We are also working on a Human Geography course as part of the Ontario Online Inititative with a similar assignment, but using MediaWiki instead of Google Maps. I think our approach might be more manageable with regard to scale as it requires collaboration instead of cooperation. A distinction made by Terry Anderson when presented his work with Jon Dron, Media is the Pedagogy examining the topology of social forms in learning environments. I will need to dig deeper into the resources in his slides


creative commons licensed ( BY-NC-SA ) flickr photo shared by giulia.forsythe
[ugh, I don’t like the colour scheme I chose here and would like to redo this drawing altogether, but in the meantime, the content is important]

Last and probably least, I went to a session about play testing which given Tannis’ recommendations for the Unwinnable game session by the same presenter, I had high hopes in using industry-style gaming research to analyze engagement for online learning. I think Katrin Becker is onto something here but missed the mark when it came to operational definitions. There was an inherent conflict between recognizing there is a gap in describing a game or activity as being “fun” and failing to define the metrics of “fun”. Tannis made an excellent point that she learnt from Katrin’s earlier session about unwinnable games, in that sometimes things are not fun. Doing a life saving simulation in Darfur can be challenging, rewarding, stimulating, engaging, meaningful but not fun. Learning in itself, is not always supposed to be “fun” all the time.

creative commons licensed ( BY-NC-SA ) flickr photo shared by giulia.forsythe

That said, I appreciate how this session sits at the edges of traditional scholarship. Some of our best ideas intersect with other disciplines outside of the norm and there is absolutely value at approaching online learning from an experiential perspective. As I learned from Keira and Zack, the most fertile spaces exist on the edges.

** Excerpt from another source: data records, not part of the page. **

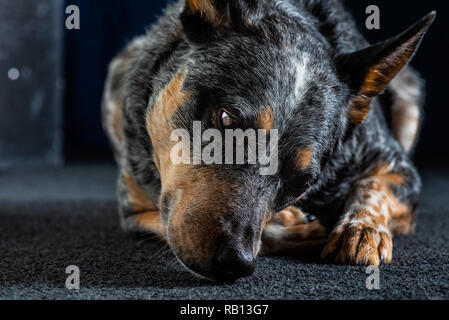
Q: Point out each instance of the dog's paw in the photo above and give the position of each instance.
(359, 244)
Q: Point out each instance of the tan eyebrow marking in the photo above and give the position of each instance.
(303, 158)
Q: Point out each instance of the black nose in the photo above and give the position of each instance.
(232, 263)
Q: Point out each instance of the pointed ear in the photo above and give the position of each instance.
(210, 12)
(369, 71)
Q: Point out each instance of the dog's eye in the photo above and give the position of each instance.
(226, 120)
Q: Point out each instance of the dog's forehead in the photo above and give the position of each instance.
(257, 74)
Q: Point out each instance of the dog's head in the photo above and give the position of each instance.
(255, 65)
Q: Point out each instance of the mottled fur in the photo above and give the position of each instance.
(344, 140)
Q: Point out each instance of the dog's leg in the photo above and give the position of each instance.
(406, 110)
(138, 212)
(291, 232)
(373, 213)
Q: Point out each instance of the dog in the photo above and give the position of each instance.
(347, 113)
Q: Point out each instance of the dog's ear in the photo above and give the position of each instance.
(203, 19)
(211, 12)
(369, 71)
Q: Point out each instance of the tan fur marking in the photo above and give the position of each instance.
(376, 80)
(303, 158)
(266, 119)
(207, 10)
(363, 236)
(158, 120)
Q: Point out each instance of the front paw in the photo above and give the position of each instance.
(359, 244)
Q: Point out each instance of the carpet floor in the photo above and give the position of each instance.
(53, 218)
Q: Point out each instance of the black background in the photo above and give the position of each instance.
(107, 25)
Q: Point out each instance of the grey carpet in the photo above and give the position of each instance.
(50, 219)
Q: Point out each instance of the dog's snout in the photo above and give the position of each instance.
(232, 262)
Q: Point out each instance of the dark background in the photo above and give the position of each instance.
(107, 25)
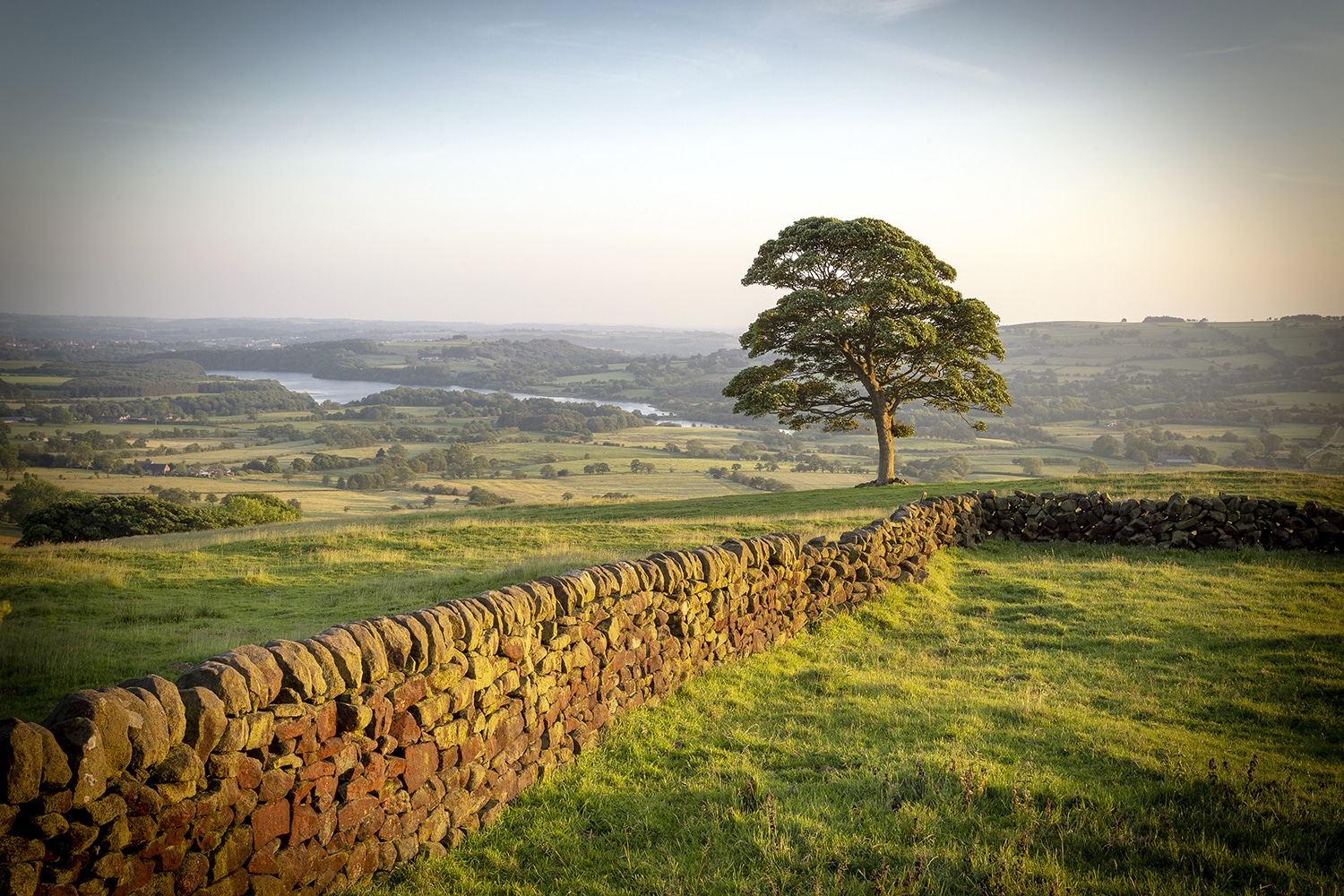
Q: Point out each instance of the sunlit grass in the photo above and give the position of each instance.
(1029, 721)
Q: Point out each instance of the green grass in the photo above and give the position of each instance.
(1070, 719)
(93, 614)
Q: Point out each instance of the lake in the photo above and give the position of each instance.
(344, 392)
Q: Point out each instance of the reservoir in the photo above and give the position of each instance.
(344, 392)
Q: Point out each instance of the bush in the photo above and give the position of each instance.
(1107, 446)
(484, 497)
(31, 495)
(90, 519)
(1093, 466)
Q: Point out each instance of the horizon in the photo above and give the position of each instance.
(521, 163)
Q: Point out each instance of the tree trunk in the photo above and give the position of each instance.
(886, 444)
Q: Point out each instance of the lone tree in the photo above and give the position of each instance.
(870, 324)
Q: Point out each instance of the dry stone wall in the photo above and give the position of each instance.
(308, 766)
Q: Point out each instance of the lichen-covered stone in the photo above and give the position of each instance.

This was reinforced metaphorically throughout these sessions and the conference as a whole. My plan was to create one giant ecosystem visual note to incorporate all the elements of my time at CNIE but alas, time ticks on. In the meantime, this analog airplane scribble will have to suffice:


creative commons licensed ( BY-NC-SA ) flickr photo shared by giulia.forsythe Note the many references to Nancy White’s keynote, describing the stratification between the field and the lab, where overlaps exist in the commons through the process of convening. [Also need to do a deeper dive on this – it deserves its own post]

2 thoughts on “Reappropriating Innovation

  1. Pingback: CNIE was a hoot and a howl | Abject

  2. GNA

    Giulia,

    Thank you for summarizing, in a variety of ways and through a variety of intellectual entry-points, this conference.

    I confess that I followed it for the social, community-building. Your post provided provocative bits that I (clearly, intentionally) missed via the photos, tweets, audio.

    Your writing rivals your drawings in it’s description and directness–both wonderful evidence to your astute mind and steady-handed critique.

    Thank you for all that, and for sharing the spirit with us via #ds106radio.